そこでふと思い、能力発動して出てきた点のある位置に向かってみる。まずは一番近くにあった集まっていた点のところによってみた。
「ふむふむ、やっぱり生き物のいるところが点であらわされるんだ」
そこには小型の鳥の群れがあり、キルヴィの思わぬ来訪により目を覚まし一斉に飛び立った。
「おっと、ごめんね。…あれ、でも点の位置は変わらずここにある。ということはもしかして」
さっきみたいにものすごい情報量が叩き込まれるのではと少し覚悟をしたうえでもう一度MAPを発動させる。しかし、先ほどと違って点の位置が移動していくのが流れてくるだけであった。
「なるほどね、一度目は地形のデータの読み取りからあれだけの情報量がきてたけど、二回目はそこは省略できるんだ。で、生物の位置は発動しているときにいる地点を示しているんだね。…なかなか便利な能力だ。少なくともくいっぱぐれるリスクは減ったよ」
ちなみに暗視機能は暗い中でも物が見えやすくなるという、先ほどキルヴィが望んでいた機能であったためとてもうれしかった。

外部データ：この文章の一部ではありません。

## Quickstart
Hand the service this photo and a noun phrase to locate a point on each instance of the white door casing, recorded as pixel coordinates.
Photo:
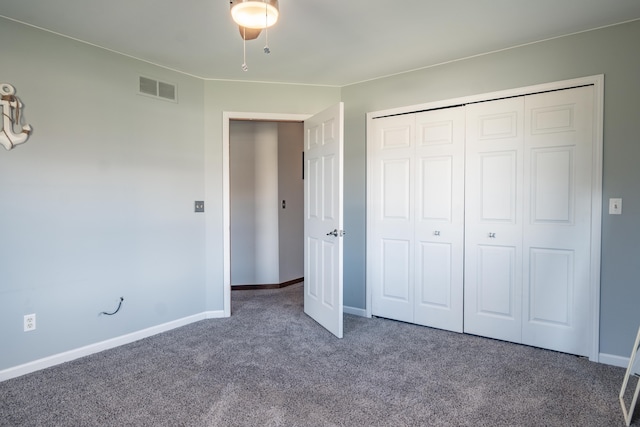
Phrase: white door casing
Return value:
(323, 218)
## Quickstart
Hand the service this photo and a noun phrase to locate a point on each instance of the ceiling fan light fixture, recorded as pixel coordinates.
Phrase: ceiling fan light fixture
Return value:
(255, 14)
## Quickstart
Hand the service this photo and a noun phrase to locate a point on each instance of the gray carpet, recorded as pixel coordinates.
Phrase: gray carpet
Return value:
(270, 365)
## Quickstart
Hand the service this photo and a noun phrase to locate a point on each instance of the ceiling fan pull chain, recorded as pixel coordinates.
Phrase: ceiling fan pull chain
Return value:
(266, 28)
(244, 50)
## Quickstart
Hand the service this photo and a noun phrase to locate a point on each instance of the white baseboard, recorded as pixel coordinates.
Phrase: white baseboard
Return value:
(355, 311)
(70, 355)
(610, 359)
(219, 314)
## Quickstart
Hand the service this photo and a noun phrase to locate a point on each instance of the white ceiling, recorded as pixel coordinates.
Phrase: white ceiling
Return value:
(322, 42)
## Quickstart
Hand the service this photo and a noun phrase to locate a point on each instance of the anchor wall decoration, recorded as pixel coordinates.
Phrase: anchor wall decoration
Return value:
(11, 107)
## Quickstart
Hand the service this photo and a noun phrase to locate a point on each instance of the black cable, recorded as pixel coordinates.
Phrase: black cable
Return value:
(117, 309)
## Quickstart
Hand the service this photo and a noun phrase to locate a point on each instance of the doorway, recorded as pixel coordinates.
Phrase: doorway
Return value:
(227, 117)
(266, 203)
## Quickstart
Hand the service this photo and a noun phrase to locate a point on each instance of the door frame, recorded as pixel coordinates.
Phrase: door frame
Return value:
(227, 116)
(596, 202)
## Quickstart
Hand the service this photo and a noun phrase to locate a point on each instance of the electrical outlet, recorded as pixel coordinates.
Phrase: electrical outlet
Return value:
(29, 322)
(615, 206)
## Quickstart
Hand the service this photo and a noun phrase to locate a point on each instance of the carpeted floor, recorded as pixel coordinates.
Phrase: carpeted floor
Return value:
(271, 365)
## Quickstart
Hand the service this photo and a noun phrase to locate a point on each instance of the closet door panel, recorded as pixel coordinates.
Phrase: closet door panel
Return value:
(557, 231)
(391, 247)
(439, 223)
(493, 219)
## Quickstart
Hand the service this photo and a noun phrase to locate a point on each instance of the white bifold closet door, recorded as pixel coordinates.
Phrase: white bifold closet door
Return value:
(416, 249)
(528, 219)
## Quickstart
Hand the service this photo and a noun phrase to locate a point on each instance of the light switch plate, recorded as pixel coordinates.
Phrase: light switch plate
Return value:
(615, 206)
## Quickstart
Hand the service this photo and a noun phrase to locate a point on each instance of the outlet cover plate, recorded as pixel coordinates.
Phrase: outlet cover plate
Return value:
(615, 206)
(29, 322)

「この情報によると…うん、集落からはだいぶ離れることができたみたいだし、この辺には点はないみたいだね。もうだいぶ遅い時間みたいだしここらで一休みしようかなぁ」
なんとなく先ほどの小高い丘まで戻ってから休息をとることにした。ここならば開けていてたとえ何かに襲撃されそうになったとしてもどのようにでも逃げることができそうに感じたからだ。
「…目を閉じてても点の情報は来るんだ。若干点の位置の更新が遅いかもしれないけど、気にならない範囲だね」
眠ろうと目を閉じるがそれでも点は動き続けていた。先ほどの鳥を示す点があちらこちらに動き回っているのを感じ、少し申し訳ない気持ちになっていると、違和感。
「周りの点より薄い色の点が、こっちにくる…?」
目を閉じているのに目を凝らすというのはおかしい気がするが、よく見ると見えるような点がこの丘を目指しているかのように動いていた。点の大きさ的には先ほどの鳥を示していたものよりも大きい。

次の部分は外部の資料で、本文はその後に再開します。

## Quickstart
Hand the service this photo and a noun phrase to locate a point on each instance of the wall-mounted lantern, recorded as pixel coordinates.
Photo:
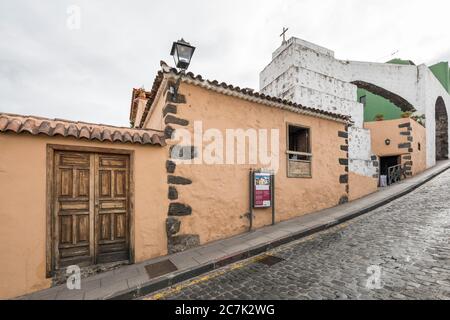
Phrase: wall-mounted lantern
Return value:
(182, 53)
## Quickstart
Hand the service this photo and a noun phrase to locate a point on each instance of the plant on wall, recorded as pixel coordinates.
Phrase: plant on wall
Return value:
(419, 118)
(406, 114)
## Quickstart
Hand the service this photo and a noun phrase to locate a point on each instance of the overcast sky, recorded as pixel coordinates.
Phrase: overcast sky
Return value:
(87, 73)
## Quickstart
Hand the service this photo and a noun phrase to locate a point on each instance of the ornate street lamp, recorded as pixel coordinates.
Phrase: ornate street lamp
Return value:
(182, 53)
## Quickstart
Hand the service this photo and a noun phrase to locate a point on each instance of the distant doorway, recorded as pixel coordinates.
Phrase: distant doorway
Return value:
(441, 130)
(390, 170)
(387, 162)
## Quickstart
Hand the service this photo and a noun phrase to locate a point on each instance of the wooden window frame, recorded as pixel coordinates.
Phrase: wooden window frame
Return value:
(288, 152)
(51, 149)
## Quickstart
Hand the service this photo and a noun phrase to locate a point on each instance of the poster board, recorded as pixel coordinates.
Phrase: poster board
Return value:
(262, 189)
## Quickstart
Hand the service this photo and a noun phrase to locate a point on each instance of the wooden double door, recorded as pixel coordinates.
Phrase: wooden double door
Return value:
(90, 208)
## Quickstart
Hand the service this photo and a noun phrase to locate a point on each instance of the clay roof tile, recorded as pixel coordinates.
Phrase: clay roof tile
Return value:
(59, 129)
(137, 138)
(96, 134)
(3, 123)
(13, 125)
(117, 136)
(72, 131)
(107, 135)
(79, 130)
(126, 137)
(30, 127)
(45, 128)
(85, 133)
(146, 139)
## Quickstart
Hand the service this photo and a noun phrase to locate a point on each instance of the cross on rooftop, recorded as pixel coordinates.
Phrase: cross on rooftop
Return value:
(283, 34)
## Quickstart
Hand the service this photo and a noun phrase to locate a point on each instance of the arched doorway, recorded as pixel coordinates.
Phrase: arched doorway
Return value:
(397, 100)
(441, 130)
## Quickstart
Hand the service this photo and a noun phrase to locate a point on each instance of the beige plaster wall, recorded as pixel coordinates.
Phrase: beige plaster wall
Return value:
(388, 129)
(361, 186)
(23, 207)
(219, 195)
(382, 130)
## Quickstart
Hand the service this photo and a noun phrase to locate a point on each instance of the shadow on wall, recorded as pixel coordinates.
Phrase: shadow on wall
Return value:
(441, 130)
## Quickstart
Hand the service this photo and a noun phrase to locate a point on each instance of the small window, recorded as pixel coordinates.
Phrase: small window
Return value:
(362, 100)
(299, 152)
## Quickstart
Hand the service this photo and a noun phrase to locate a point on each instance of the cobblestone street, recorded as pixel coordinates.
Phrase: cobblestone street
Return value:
(405, 242)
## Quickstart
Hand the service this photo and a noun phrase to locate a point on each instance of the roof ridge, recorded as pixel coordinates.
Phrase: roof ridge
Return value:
(36, 125)
(75, 122)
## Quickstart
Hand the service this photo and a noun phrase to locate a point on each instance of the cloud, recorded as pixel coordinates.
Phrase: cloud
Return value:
(87, 74)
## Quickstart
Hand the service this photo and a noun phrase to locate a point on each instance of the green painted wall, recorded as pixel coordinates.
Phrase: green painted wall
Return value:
(442, 72)
(378, 105)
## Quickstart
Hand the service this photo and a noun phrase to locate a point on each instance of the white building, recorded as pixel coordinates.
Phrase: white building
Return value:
(310, 75)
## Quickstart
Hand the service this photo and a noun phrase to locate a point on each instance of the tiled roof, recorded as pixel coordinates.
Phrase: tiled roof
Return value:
(149, 95)
(223, 87)
(79, 130)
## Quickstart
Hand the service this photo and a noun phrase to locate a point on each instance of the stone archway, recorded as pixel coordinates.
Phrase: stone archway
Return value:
(441, 130)
(399, 101)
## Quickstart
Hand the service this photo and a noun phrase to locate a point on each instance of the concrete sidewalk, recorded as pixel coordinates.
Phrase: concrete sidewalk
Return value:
(133, 281)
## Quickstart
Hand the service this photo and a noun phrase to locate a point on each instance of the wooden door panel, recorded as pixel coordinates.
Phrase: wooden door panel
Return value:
(91, 208)
(112, 208)
(73, 244)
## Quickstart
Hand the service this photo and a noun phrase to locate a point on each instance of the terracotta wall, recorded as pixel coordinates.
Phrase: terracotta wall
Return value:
(219, 194)
(361, 186)
(23, 207)
(400, 132)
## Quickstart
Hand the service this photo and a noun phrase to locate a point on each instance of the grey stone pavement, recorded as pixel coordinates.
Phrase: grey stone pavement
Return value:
(398, 251)
(332, 265)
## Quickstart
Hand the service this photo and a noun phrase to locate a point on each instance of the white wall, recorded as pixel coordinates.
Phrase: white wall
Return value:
(309, 74)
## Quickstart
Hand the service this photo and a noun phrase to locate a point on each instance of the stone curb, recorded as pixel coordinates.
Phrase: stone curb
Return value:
(175, 278)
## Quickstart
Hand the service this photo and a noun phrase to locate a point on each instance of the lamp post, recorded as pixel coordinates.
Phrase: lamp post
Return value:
(182, 53)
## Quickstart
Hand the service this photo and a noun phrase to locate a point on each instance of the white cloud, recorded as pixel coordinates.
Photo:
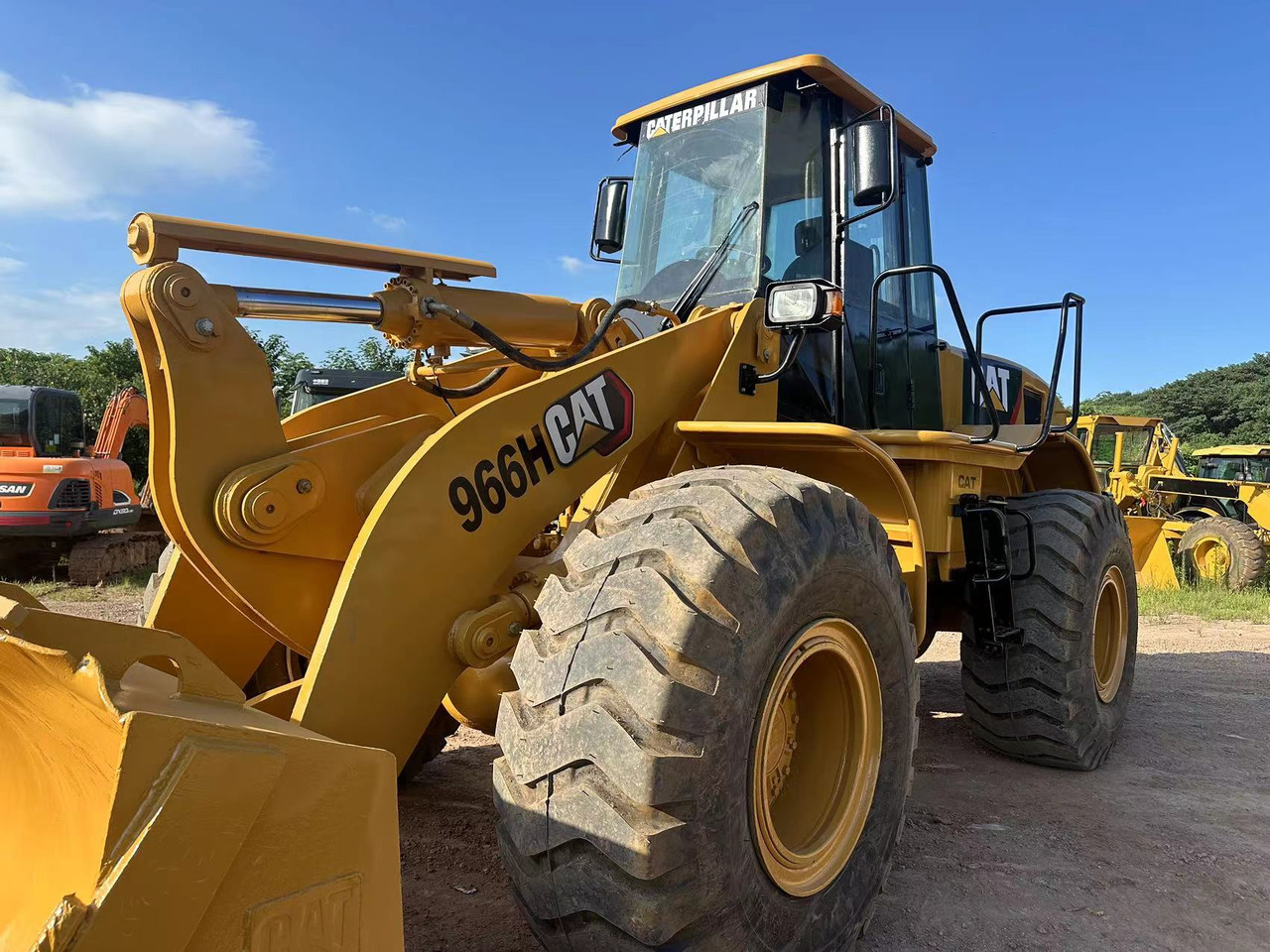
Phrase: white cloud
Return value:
(574, 266)
(389, 222)
(62, 320)
(72, 158)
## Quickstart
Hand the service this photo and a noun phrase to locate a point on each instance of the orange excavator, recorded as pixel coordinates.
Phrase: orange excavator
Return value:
(59, 498)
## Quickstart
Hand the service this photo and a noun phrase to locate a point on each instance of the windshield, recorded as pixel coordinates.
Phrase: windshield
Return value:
(14, 422)
(1236, 467)
(690, 186)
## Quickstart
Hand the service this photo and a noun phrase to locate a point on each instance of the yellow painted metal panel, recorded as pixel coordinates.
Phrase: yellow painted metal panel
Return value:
(381, 665)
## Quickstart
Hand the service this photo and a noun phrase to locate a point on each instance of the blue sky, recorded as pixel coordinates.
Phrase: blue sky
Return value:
(1114, 149)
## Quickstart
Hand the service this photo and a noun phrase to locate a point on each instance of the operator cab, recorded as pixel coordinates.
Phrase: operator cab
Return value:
(795, 172)
(762, 157)
(1250, 463)
(317, 385)
(41, 421)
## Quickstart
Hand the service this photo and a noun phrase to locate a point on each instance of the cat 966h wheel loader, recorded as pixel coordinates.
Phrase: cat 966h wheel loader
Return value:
(679, 551)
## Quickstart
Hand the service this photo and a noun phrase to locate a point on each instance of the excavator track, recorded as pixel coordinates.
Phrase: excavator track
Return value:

いったい何がこちらに来ているのだろう。キルヴィは目を開きその点が来る方角を見つめてみる。が、一向に何が来ているのかがわからなかった。そうしているうちに点との距離が近くなっていき、ついには目の前にいる状態にもかかわらずその姿を捉えることができなかったためキルヴィは緊張状態から汗がたらりと垂れるのを感じた。
キルヴィは焦っていた。
もしこれが害意あるものならば一方的に不利な相手だからだ。必死に目を凝らし正面にいるであろう何かを見ようとする。
しかしそのかいもむなしく、薄い点は正体がわからない。そうこうしているうちにキルヴィの周りを不規則に回りだした。動いては止まり、止まっては動きをしている。キルヴィは点のある方向を見続けるしかできなかった。
点の動きが止まり、ついにキルヴィに近づこうと動いたように感じた。キルヴィは覚悟を決めた。
「ねぇ君、もしかしてボクのこと――「うわあああああああああああ!?」きゃぁぁああああああ!?」
ただではやられまいと点の位置に向かって体当たりを仕掛けると、驚くことに話しかけられた。が勢いは止まらない。そのまま突進し何かにぶつかって倒れこむ。そして聞こえるアナウンス。